When we came back, I stopped hiding. I started calling my state by its name and I started answering to the how-are-you questions that didn’t quite demand an answer with the truth. I had an ectopic pregnancy in March and I’ve been very depressed since. I’m losing my hair. But I’m seeing a therapist. It was liberating. It was never a matter of privacy as much as it was a matter of shame, I realized. It’s so easy to feel ashamed for not being in a good place. For not having any good news to deliver. For making people uncomfortable with your pain. But not being ashamed, not being afraid of those words and feelings, was the first step for me. 
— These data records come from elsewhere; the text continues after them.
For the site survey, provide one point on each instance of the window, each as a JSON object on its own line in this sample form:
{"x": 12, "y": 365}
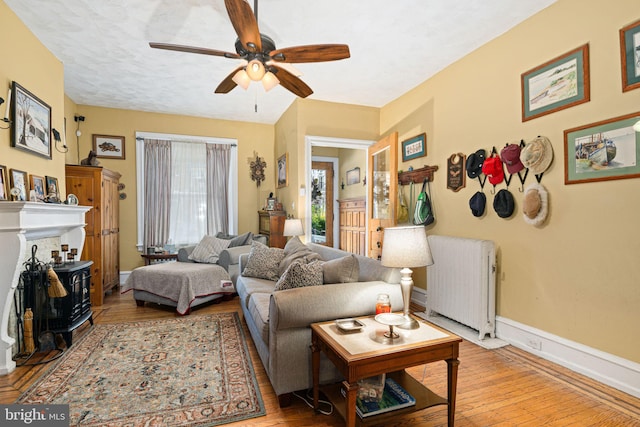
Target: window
{"x": 188, "y": 197}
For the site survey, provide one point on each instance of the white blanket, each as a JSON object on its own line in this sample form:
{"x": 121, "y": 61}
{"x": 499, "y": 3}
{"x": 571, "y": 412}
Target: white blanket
{"x": 181, "y": 282}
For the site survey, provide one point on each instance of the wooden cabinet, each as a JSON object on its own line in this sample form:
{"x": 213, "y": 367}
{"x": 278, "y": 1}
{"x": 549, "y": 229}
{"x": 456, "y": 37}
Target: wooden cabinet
{"x": 271, "y": 224}
{"x": 98, "y": 187}
{"x": 353, "y": 225}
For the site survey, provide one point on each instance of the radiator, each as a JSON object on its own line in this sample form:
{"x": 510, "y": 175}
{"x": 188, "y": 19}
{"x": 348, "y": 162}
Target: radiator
{"x": 461, "y": 282}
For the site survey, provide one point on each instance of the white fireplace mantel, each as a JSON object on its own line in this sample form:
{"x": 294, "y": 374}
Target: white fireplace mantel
{"x": 19, "y": 223}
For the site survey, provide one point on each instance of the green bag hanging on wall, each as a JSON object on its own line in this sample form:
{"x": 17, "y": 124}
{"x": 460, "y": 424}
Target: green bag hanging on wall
{"x": 423, "y": 215}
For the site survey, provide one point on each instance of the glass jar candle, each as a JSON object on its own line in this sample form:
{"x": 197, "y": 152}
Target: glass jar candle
{"x": 383, "y": 304}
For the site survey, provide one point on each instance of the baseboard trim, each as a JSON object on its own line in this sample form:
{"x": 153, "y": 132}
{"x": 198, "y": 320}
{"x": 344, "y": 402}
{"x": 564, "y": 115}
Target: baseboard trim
{"x": 606, "y": 368}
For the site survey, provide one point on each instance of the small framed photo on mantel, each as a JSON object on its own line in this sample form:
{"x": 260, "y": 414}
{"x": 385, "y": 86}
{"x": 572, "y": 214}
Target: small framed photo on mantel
{"x": 108, "y": 147}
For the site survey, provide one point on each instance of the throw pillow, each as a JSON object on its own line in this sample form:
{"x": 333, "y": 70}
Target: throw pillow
{"x": 341, "y": 270}
{"x": 263, "y": 262}
{"x": 208, "y": 250}
{"x": 294, "y": 251}
{"x": 241, "y": 240}
{"x": 299, "y": 275}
Six months after the surgery, almost to the day, I felt fully back to life. As September came around with its suspended sunsets, I felt alive again. My body is no longer drained, my hair no longer dry. I’m no longer nauseated, and food and drinks taste good again. I’m full. I am no longer in the inescapable pain I was, and it truly feels like a miracle. I found myself feeling happy and optimistic while walking down the street and that’s my miracle, that’s my baby. When I see a pregnant woman now, I no longer feel like half of human being. What used to remind me of my pain, now reminds of my courage. When the subtle but distinct pain of the surgery wakens, I no longer picture myself waking up in a hospital. I no longer feel violated and damaged, or the damage doesn’t hurt me as deeply: it’s a fact of life that happened to me. But it doesn’t go completely unnoticed either, and that now makes me profoundly grateful. I know it will serve me well as pain will come and go from our life. I hope to remember to whether it without denial, to embrace it without rushing it, to not feel ashamed of it, especially that. I hope to remember how overcoming pain has enhanced the experience of joy, has made it all the more vibrant and real. 
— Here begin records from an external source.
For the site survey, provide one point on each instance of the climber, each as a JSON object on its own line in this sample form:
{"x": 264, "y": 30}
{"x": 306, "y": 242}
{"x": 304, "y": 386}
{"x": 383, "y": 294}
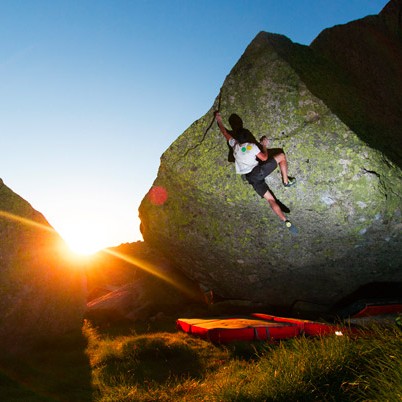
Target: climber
{"x": 247, "y": 156}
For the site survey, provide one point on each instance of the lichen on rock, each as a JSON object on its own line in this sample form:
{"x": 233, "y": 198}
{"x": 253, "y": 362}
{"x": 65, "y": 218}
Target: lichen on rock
{"x": 346, "y": 204}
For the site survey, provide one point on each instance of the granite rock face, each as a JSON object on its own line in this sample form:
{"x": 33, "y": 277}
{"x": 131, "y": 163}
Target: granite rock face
{"x": 347, "y": 201}
{"x": 42, "y": 295}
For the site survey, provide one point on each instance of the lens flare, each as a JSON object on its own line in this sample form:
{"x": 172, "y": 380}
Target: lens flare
{"x": 146, "y": 266}
{"x": 157, "y": 195}
{"x": 26, "y": 221}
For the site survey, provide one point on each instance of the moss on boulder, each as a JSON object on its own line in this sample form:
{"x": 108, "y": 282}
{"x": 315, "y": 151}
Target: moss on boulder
{"x": 346, "y": 204}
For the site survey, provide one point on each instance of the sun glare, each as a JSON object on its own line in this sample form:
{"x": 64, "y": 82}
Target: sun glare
{"x": 83, "y": 240}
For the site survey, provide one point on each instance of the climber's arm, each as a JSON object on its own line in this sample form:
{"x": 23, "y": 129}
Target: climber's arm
{"x": 263, "y": 156}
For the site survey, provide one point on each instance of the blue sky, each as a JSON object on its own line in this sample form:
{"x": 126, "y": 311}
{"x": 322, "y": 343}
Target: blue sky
{"x": 92, "y": 92}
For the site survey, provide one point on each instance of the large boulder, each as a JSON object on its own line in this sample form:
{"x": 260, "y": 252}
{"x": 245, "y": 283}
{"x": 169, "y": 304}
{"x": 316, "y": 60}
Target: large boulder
{"x": 347, "y": 201}
{"x": 42, "y": 294}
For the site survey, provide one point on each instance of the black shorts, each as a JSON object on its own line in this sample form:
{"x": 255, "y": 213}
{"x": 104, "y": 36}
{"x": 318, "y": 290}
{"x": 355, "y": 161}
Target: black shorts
{"x": 257, "y": 176}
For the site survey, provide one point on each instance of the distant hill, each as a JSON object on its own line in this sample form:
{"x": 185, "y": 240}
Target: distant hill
{"x": 41, "y": 294}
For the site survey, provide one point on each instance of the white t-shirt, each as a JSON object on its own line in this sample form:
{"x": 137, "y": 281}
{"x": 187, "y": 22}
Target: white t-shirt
{"x": 245, "y": 156}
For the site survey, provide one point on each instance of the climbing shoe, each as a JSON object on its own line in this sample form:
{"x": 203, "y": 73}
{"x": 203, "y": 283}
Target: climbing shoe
{"x": 291, "y": 182}
{"x": 291, "y": 227}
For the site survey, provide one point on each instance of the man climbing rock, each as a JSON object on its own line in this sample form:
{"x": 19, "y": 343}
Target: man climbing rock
{"x": 247, "y": 156}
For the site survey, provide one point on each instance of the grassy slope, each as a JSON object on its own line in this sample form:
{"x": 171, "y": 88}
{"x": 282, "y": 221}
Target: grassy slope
{"x": 154, "y": 362}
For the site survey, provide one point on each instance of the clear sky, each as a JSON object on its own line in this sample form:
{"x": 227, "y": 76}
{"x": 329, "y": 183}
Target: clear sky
{"x": 92, "y": 92}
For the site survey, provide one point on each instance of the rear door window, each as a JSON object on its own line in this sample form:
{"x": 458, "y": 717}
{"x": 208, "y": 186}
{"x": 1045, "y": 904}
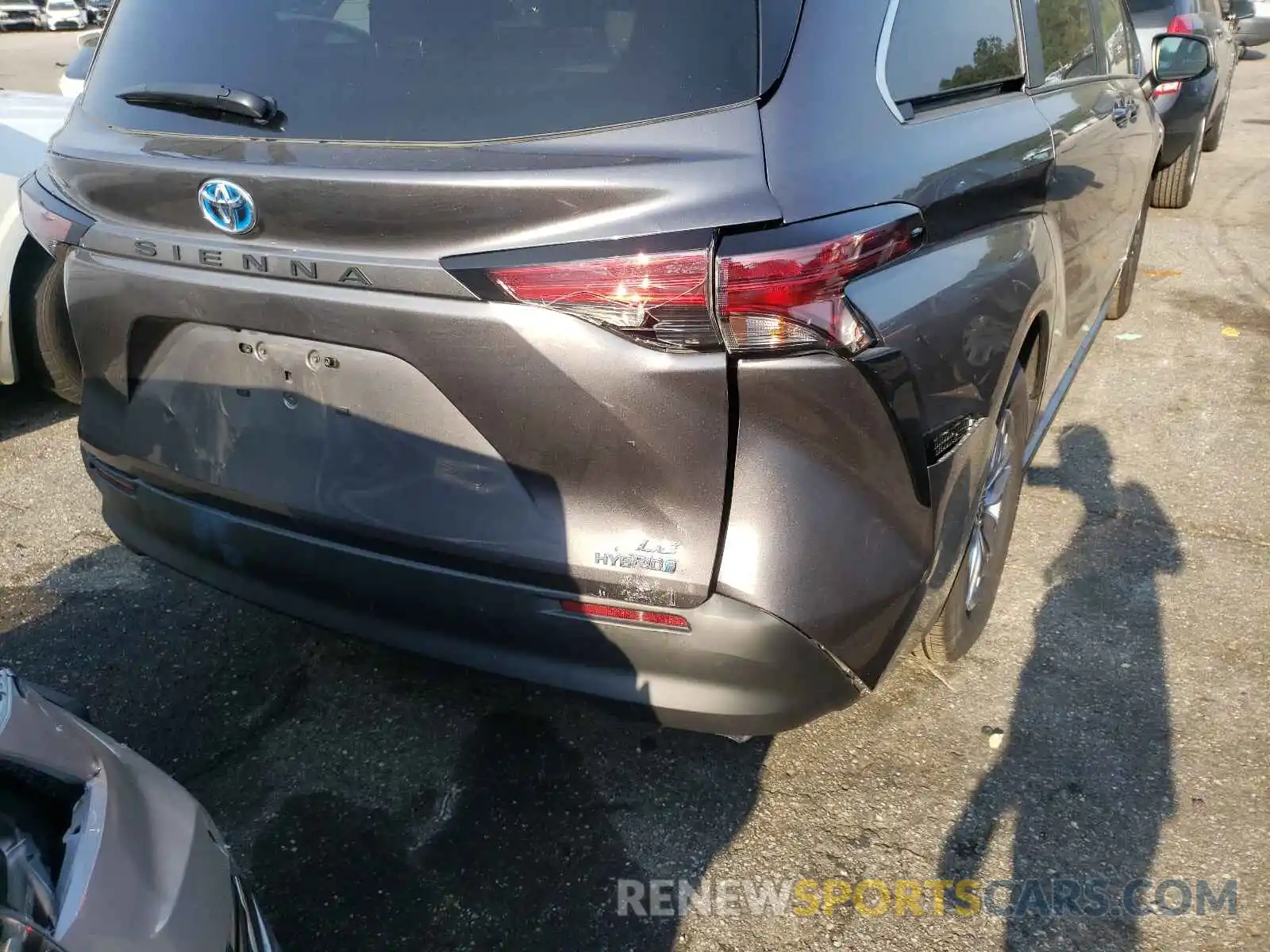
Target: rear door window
{"x": 940, "y": 48}
{"x": 1067, "y": 41}
{"x": 432, "y": 70}
{"x": 1115, "y": 37}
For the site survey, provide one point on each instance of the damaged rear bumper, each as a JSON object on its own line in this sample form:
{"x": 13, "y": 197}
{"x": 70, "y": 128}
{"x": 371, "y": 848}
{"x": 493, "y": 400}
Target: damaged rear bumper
{"x": 737, "y": 670}
{"x": 144, "y": 866}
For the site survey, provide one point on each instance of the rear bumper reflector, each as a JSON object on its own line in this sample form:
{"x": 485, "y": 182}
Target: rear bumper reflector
{"x": 614, "y": 613}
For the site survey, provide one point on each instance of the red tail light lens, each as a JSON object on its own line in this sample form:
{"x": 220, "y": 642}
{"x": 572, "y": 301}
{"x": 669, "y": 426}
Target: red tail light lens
{"x": 772, "y": 290}
{"x": 664, "y": 620}
{"x": 772, "y": 301}
{"x": 48, "y": 217}
{"x": 660, "y": 298}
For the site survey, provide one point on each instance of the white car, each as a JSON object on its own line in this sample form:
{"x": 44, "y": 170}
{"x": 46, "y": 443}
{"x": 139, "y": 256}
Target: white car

People still talk about their kids, telling me that I can’t understand life without them. Even those who know what happened, still feel compelled to say that I’ll eventually have children. But now they’re more worried than I am. They still make the assumption that’s what’s going to heal me, failing to recognize that I am already healed. I let them be inappropriate, as I smile inside because I realize that it takes a lot of courage to be an interrupted parent, to carry it around with you. My experience made me more forgiving. I know I don’t understand the extent of their joy, I know it all too well. But they will never know the extent of my pain, the strength it took my husband and me to overcome, to find meaning and purpose and joy as human beings, right where we are, in the present moment, in the present sorrow, with the present uncertainty. 
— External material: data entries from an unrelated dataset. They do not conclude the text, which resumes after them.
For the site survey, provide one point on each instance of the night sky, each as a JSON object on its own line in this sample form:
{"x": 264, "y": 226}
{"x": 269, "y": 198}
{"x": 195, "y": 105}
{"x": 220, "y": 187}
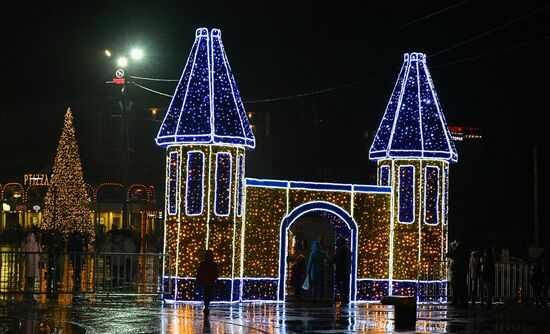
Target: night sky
{"x": 488, "y": 61}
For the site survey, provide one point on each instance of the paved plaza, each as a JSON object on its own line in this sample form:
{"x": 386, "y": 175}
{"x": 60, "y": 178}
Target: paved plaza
{"x": 130, "y": 315}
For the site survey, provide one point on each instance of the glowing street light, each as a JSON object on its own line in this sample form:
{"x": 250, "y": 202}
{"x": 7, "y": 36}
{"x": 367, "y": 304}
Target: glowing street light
{"x": 136, "y": 54}
{"x": 122, "y": 61}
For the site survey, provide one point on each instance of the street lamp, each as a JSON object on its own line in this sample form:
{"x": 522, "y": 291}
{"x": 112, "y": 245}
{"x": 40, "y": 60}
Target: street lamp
{"x": 122, "y": 65}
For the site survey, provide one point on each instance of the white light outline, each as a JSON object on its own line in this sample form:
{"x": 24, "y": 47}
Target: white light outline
{"x": 450, "y": 153}
{"x": 436, "y": 195}
{"x": 187, "y": 184}
{"x": 421, "y": 205}
{"x": 211, "y": 137}
{"x": 354, "y": 245}
{"x": 191, "y": 76}
{"x": 225, "y": 62}
{"x": 178, "y": 203}
{"x": 176, "y": 90}
{"x": 392, "y": 227}
{"x": 398, "y": 110}
{"x": 216, "y": 185}
{"x": 450, "y": 145}
{"x": 403, "y": 67}
{"x": 234, "y": 225}
{"x": 240, "y": 181}
{"x": 176, "y": 169}
{"x": 399, "y": 197}
{"x": 283, "y": 184}
{"x": 207, "y": 241}
{"x": 421, "y": 129}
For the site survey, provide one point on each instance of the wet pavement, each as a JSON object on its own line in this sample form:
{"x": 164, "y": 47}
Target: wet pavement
{"x": 136, "y": 315}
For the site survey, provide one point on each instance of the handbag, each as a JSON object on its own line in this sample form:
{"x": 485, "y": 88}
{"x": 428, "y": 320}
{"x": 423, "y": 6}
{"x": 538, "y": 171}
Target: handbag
{"x": 305, "y": 286}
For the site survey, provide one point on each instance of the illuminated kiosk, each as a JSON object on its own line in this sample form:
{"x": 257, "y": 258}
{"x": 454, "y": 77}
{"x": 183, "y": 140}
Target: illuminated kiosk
{"x": 397, "y": 230}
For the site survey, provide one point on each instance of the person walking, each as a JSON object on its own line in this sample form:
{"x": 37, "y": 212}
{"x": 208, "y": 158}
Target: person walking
{"x": 342, "y": 269}
{"x": 459, "y": 256}
{"x": 316, "y": 270}
{"x": 207, "y": 274}
{"x": 75, "y": 248}
{"x": 31, "y": 250}
{"x": 475, "y": 275}
{"x": 488, "y": 276}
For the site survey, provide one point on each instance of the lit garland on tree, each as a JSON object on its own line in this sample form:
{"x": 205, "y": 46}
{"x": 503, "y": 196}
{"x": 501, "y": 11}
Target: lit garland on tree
{"x": 66, "y": 206}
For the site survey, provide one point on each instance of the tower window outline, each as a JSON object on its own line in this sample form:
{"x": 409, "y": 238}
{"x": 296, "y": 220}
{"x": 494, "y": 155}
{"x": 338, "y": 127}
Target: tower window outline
{"x": 224, "y": 212}
{"x": 201, "y": 188}
{"x": 435, "y": 212}
{"x": 411, "y": 211}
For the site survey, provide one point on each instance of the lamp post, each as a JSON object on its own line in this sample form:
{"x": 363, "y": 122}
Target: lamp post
{"x": 121, "y": 75}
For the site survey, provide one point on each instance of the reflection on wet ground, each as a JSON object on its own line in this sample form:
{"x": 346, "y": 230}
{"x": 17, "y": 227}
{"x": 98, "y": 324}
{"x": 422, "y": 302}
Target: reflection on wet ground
{"x": 131, "y": 315}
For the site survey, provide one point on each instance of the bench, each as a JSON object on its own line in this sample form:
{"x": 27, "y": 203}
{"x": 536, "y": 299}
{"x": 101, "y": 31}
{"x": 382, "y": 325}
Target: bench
{"x": 405, "y": 311}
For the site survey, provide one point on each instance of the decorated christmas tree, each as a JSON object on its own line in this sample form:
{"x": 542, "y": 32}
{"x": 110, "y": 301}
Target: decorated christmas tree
{"x": 66, "y": 207}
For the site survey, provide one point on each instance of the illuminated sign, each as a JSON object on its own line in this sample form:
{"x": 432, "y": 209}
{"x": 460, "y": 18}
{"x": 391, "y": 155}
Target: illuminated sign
{"x": 36, "y": 180}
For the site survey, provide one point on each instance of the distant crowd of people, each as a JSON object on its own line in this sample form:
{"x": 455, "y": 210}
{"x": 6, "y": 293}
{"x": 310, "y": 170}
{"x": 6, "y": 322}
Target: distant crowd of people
{"x": 311, "y": 275}
{"x": 476, "y": 270}
{"x": 47, "y": 250}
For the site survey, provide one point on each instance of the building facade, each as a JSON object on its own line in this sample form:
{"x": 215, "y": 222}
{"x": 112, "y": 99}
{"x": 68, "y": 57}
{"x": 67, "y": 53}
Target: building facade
{"x": 396, "y": 229}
That is what has happened to us this year; that is what has happened to our life. I’m not the same person I was six months ago and I don’t wish to be. I treasure the experience that was given to us, our unexpected troubles. How we learned not to wait for goodness to feel good, not to wait for love to love. I have experienced a new depth of love, in a different shape and form than I expected, for my husband and myself. I have experienced new depths of self-resiliency and of sacrifice, for a life that didn’t even become. Of acceptance. Because it takes everything you have to accept life as it comes, to use everything that it gives you, pain and joy, fear and courage, sadness and happiness, tiny ledges and massive fires, to just keep living it.